Throughout the mystery-of-the-week comedy’s initial run, guest stars included (but were not limited to) Adrien Brody, Chloë Sevigny, Clea DuVall, Joseph Gordon-Levitt, Jameela Jamil, Judith Light, Lil Rel Howery, Nick Nolte, Ron Perlman, Stephanie Hsu and Tim Meadows.
Fitting in this many famous faces with the central one in “Poker Face” required immense coordination by casting directors Mary Vernieu and Bret Howe, as well as the friendships and connections of Lyonne and Johnson. And then it was up to the actors to shine around Lyonne’s human lie detector.
Light led the guest star cast for Episode 5, “Time of the Monkey,” alongside S. Epatha Merkerson. They played Irene Smothers and Joyce Harris, respectively, two retirement-home residents and life-long besties with a solid free-spirit streak — and a history of murder.
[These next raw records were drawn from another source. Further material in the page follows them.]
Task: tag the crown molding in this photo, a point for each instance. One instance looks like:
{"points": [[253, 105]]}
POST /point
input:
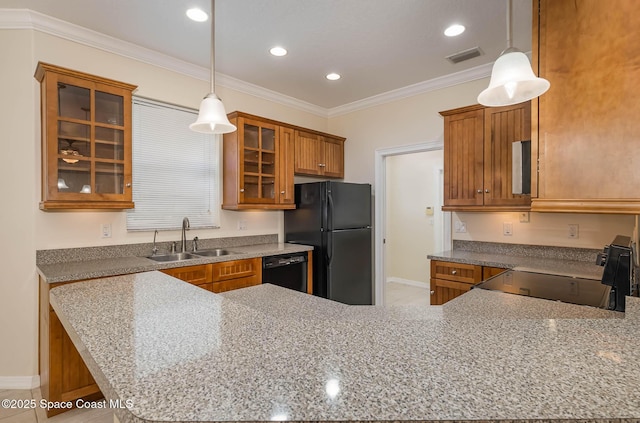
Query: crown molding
{"points": [[29, 19], [468, 75]]}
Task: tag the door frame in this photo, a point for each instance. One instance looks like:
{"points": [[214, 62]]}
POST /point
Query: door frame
{"points": [[380, 193]]}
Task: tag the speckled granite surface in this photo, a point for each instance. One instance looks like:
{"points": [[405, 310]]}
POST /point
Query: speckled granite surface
{"points": [[179, 353], [102, 267], [64, 255], [576, 262]]}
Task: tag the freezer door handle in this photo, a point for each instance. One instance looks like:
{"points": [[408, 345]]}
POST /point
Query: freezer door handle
{"points": [[329, 210]]}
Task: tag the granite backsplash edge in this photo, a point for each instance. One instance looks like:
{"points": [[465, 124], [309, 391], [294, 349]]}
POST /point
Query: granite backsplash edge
{"points": [[63, 255], [524, 250]]}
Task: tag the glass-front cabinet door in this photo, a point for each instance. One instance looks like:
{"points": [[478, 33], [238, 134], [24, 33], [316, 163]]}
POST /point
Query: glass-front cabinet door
{"points": [[258, 162], [86, 140]]}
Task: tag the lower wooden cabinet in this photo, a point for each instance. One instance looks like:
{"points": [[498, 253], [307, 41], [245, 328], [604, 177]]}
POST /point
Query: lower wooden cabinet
{"points": [[63, 374], [450, 280], [223, 276]]}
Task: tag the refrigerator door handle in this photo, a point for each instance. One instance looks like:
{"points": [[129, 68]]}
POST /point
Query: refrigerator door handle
{"points": [[329, 211]]}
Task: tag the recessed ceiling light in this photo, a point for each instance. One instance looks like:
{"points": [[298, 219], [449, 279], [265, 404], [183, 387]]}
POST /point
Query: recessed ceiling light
{"points": [[197, 15], [454, 30], [278, 51]]}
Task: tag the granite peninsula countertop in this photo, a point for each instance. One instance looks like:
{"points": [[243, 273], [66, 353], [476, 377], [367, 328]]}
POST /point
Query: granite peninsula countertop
{"points": [[579, 263], [174, 352], [102, 267]]}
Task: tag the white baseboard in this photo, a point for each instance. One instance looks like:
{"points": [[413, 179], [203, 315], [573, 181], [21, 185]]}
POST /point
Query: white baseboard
{"points": [[408, 282], [19, 382]]}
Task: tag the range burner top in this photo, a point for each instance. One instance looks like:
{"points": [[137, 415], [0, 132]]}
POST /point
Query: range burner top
{"points": [[550, 287]]}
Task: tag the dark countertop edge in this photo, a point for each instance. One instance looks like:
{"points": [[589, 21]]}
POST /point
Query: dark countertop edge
{"points": [[126, 416], [56, 273], [563, 267]]}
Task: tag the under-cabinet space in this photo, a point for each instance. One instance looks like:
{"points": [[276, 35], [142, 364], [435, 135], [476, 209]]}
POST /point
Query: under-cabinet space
{"points": [[450, 280]]}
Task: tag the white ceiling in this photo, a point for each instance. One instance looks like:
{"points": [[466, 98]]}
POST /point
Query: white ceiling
{"points": [[376, 45]]}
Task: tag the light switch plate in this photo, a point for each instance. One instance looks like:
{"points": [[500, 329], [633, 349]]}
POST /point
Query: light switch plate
{"points": [[105, 230], [574, 230], [461, 227]]}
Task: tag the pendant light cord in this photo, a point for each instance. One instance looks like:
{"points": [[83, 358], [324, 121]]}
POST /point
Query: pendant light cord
{"points": [[509, 22], [213, 45]]}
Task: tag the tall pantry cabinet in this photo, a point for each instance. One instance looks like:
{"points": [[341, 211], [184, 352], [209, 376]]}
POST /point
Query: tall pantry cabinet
{"points": [[586, 129]]}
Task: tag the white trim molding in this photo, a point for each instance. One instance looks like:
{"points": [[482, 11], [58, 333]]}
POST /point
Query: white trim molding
{"points": [[379, 208], [30, 19], [418, 284], [19, 382], [478, 72]]}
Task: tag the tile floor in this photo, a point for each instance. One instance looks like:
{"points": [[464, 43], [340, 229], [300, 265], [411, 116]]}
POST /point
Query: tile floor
{"points": [[38, 415], [395, 294], [401, 294]]}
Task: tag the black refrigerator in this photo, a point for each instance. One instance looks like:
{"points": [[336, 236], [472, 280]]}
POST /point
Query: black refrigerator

When Light was sent the script, she said yes almost immediately, on the condition that Merkerson — already in talks with the “Poker Face” team — was absolutely, 100% going to be her co-star.
And Light’s judgment was spot on, as she didn’t just have admiration for Merkerson’s work, but an instant chemistry with her as well. “The real truth of it is that we walked onto the set, and I felt like I knew her forever,” Light says. “And I’m pretty sure she felt the same way.”
Light’s character is in a wheelchair because of an injury she sustained during a raid in her extremist days that left her paralyzed. “We were very careful to make sure that the disability was portrayed perfectly,” says Light. “And we had a wonderful gentleman, one of our first ADs, and he was there to help us.”
That expertise was needed during a fight scene between Lyonne, Light and Merkerson.
“After we would stop the tape, he would say, ‘Remember, you have to be aware of what your legs are doing! You don’t have that kind of flexibility,’” Light recalls.
The Tony winner also kept in mind just how tough these senior citizens were supposed to be. “Remember, we were women who had been in Bedford Prison — and we had been there for a long time. So we knew how to take care of ourselves.”
Three episodes later, Nolte guest starred in the monster-movie-themed episode, “The Orpheus Syndrome.” The installment, directed by Lyonne, also featured Cherry Jones, Luis Guzmán, Rowan Blanchard and Tim Russ.
“I wanted to play Arthur Liptin in a way that made it so comfortable for Charlie to be in this old barn and feel at home,” Nolte says, describing the relationship between Charlie and the elderly monster movie director she comes to work for and befriends during the episode.
Nolte was happy to take his acting cues from Lyonne, whom he describes as “a director that’s got a feeling about a piece, whether it should be a comedy, drama or something else.” He adds, “Natasha knew what she wanted to get out of us actors.”
Phil Tippett’s Tippett Studio was brought on to handle the intricate practical effects and props used in the episode, and Nolte studied the artist’s work while developing his character.
“Tippett was on set, and I was able to just watch him move,” Nolte says. “They had all this visual stuff that I sat with in the workshop in between takes.”
That helped him get to the mental state he needed to be in for the standoff he has with Jones’ character, an old friend who is revealed to be responsible for a death he deeply regrets.
Notes Nolte, “It’s a tremendous role and she was really, really good.”